I'm a little surprised that previous raters had an inverse evaluation than I did, giving the mathematical content over 4 on average, while the literary quality is somewhat less. The story is about a mathematician, yes, but although the math involved went sailing so far over my head that I barely heard the whistle, this in no way diminished my enjoyment of the story. Nor would any reader need to know any math at all to appreciate it. This, I think, speaks to its high literary quality.
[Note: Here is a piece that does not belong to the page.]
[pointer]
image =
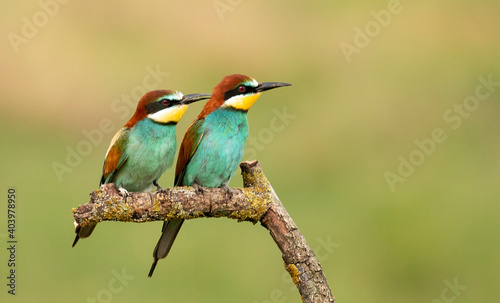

There is a certain timeless and universal appeal here, something that gets to the heart of what it means to be human, not just what it means to be a mathematician.
A frequent flaw with novice crafters of fiction is an attempt to make a protagonist an "everyman," a heavyhanded effort to artificially create that aforementioned universal appeal, and one almost inevitably doomed to fail.
What they learn, eventually, if they want to learn, is that the key to touching on our common humanity lies in specificity, not generality.
I was not surprised to learn that the story is essentially modeled on the ancient legend of Gilgamesh. There's a lot to be said for the old adage that there aren't any new stories, just new perspectives, interpretations, and presentations of old ones. This is an ideal example of precisely that.